CHICAGO -- Instead of revenge, the Chicago Blackhawks were on the receiving end of another bitter loss to the Edmonton Oilers on Monday night.
The only good news is that this time, it wasn't a blowout -- like the 9-2 drubbing they took on Nov. 19 at Rexall Place in Edmonton. Meanwhile, the two main goats of the Oilers' loss to the New York Islanders on Saturday made amends in the 4-3 victory at the United Center to snap a three-game losing streak.
Devan Dubnyk picked up the win in net and held off a furious late rally by Chicago in the third period -- including six minutes worth of power plays to kill off -- while former Blackhawks forward Ben Eager scored the eventual game-winner early in the third to put the Oilers up by two goals.
Against the Islanders, Dubnyk didn't have a good start and allowed four goals to get past him, while Eager's two roughing minors plus a 10-minute unsportsmanlike conduct call led to a pair of big goals that put the Oilers (16-19-3) in a bad spot.
"Obviously last game was disappointing and I wasn't happy with how I played," said Eager, who backhanded a shot past Corey Crawford at 8:17 of the third to make it 4-2. "Whenever you cost the team a game with bad penalties … it would have been nice to play the next day, but I was able to bounce back. I wanted to come with a good effort and it was nice to score a goal. It turned out to be a big one."
It also came at the expense of former teammate Duncan Keith, whom Eager got plenty of work against while he was with the Blackhawks.
"I had some pretty good speed," said Eager, who got a pass from Jeff Petry after the Hawks turned it over near the Edmonton blue line. "I think it was Duncan Keith. I've gone against him in practice, what, a thousand times and I never beat him. So it was nice to see that one go in, for sure."
Ryan Smyth, Taylor Hall and Andy Sutton also scored for the Oilers -- who've now beaten the Hawks two straight times after beating them twice in Chicago a year ago and blowing them out in November. That was the game that set the stage for this one, as the Hawks said they'd use the "humiliating" loss as motivation.
Instead, the Oilers met their intensity and took another swing at the hornet’s nest -- showing they wouldn't just lie down and take a beating against a team that’s now tied for the most points in the League (52).

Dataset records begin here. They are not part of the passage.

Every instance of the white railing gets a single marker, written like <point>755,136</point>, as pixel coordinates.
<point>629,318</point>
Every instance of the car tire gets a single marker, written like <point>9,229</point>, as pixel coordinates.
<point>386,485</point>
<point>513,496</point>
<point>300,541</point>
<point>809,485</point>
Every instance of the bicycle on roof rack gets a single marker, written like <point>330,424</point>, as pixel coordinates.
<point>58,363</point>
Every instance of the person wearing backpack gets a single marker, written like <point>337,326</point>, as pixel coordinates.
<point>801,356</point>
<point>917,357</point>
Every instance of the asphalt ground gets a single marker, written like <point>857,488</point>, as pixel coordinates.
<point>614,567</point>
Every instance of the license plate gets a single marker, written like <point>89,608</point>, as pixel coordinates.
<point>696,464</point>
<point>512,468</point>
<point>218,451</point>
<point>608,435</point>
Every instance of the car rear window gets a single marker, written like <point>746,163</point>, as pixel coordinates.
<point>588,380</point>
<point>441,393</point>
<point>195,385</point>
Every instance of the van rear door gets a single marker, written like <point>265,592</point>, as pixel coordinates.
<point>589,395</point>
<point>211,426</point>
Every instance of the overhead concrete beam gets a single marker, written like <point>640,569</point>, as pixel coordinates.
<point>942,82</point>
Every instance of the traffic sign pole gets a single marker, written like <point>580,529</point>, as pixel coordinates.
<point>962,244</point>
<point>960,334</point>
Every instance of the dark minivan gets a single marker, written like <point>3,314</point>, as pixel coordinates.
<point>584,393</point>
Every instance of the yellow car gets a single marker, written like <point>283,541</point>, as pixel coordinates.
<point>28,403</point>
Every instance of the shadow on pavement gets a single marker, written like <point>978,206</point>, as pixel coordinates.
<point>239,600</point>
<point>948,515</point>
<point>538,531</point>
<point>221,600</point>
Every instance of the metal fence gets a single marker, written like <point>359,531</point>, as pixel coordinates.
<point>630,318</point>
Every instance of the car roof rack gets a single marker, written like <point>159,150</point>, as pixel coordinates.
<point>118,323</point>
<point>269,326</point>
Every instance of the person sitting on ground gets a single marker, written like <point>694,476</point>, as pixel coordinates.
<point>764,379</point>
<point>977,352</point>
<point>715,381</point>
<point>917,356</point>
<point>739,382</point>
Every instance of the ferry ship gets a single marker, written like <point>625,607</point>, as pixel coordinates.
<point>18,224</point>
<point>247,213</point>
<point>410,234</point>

"It means a lot, but it doesn't mean anything if you don't build on it and make something happen (Tuesday) night in Buffalo," Edmonton coach Tom Renney said. "The only way we were going to beat them is by playing together and sticking to a game plan -- and we did that. Special teams again were outstanding, as they have been pretty much all year. Goaltending was solid. The guys just really stuck with it."
The Hawks (24-11-4) couldn't say the same after going 0-for-5 on the power play and scoring just once in their last 22 opportunities with the man-advantage. Edmonton, meanwhile, scored twice in its five power plays -- getting the two goals during a five-minute boarding major assessed to Chicago forward Daniel Carcillo in the second.
The Hawks led 1-0 when Carcillo made the hit, which he injured himself making, but the Oilers capitalized with the goals by Smyth and Hall to take the lead -- with Hall's being somewhat controversial after he appeared to high-stick Niklas Hjalmarsson in the face just a few seconds before getting the puck to shoot.
Andrew Brunette tied it up 2-2 in the second by tipping a point-blast by Hjalmarsson past Dubnyk, but Sutton benefited from a Hawks' defensive lapse in the defensive zone to bury his second goal of the season. He fired a quick wrister from the slot after a pass from Jordan Eberle to make it 3-2 at the second intermission.
Eager then scored almost halfway through the third before Chicago rookie Jimmy Hayes scored his first NHL goal to cut the deficit to one goal with 3:47 left in regulation. Ryan Jones was then called for interfering with Crawford to give the Hawks a late power play, but Dubnyk was up to the task and the Oilers killed it off for the win.
"Certainly winning the game was a priority," Hawks coach Joel Quenneville said. "That was what it was all about. That's how you get revenge. We didn't tonight."
Patrick Kane, who assisted on Brunette’s goal, expanded on that sentiment.
"We're not happy, that's for sure," Kane said. "It's a team we should beat. It's tough giving up two when you're up 1-0 there, on a penalty kill … five minutes. That kind of changed the momentum of the game, but there's still no excuse to lose to a team like that."
Kane said the Hawks might've been a little too caught up in paying the Oilers back for that seven-goal blowout rather than earning any kind of win and two points.
"Maybe we just thought we were going to come in and do the same thing they did to us last game," he said. "But it's not going to happen in the NHL, especially when you have that mindset. I think the most important thing was trying to come in and get two points and then work our way to becoming a better team after that. But, obviously, that didn't happen tonight."
Hawks captain Jonathan Toews scored his 22nd goal of the season to give Chicago a 1-0 lead in the first, but got cut on a high stick while trying to deliver a hit to Eric Belanger midway through the third. Toews finished the game with a butterfly bandage on his lip.
Carcillo was hurt -- perhaps seriously -- making his hit on Tom Gilbert, who was also hurt on the play and didn’t return with a lower-body injury. Edmonton star rookie center Ryan Nugent-Hopkins also left the game in the first period and didn't return with an upper-body injury that occurred when he appeared to catch an edge in the ice and fell hard.
"Wins often do come with a price," said Renney, whose team had gone 7-17-1 in its previous 25 games. "The guys that are healthy are the guys that will work to make the difference for us moving forward, and we'll assess where we are with the injured fellas and move on."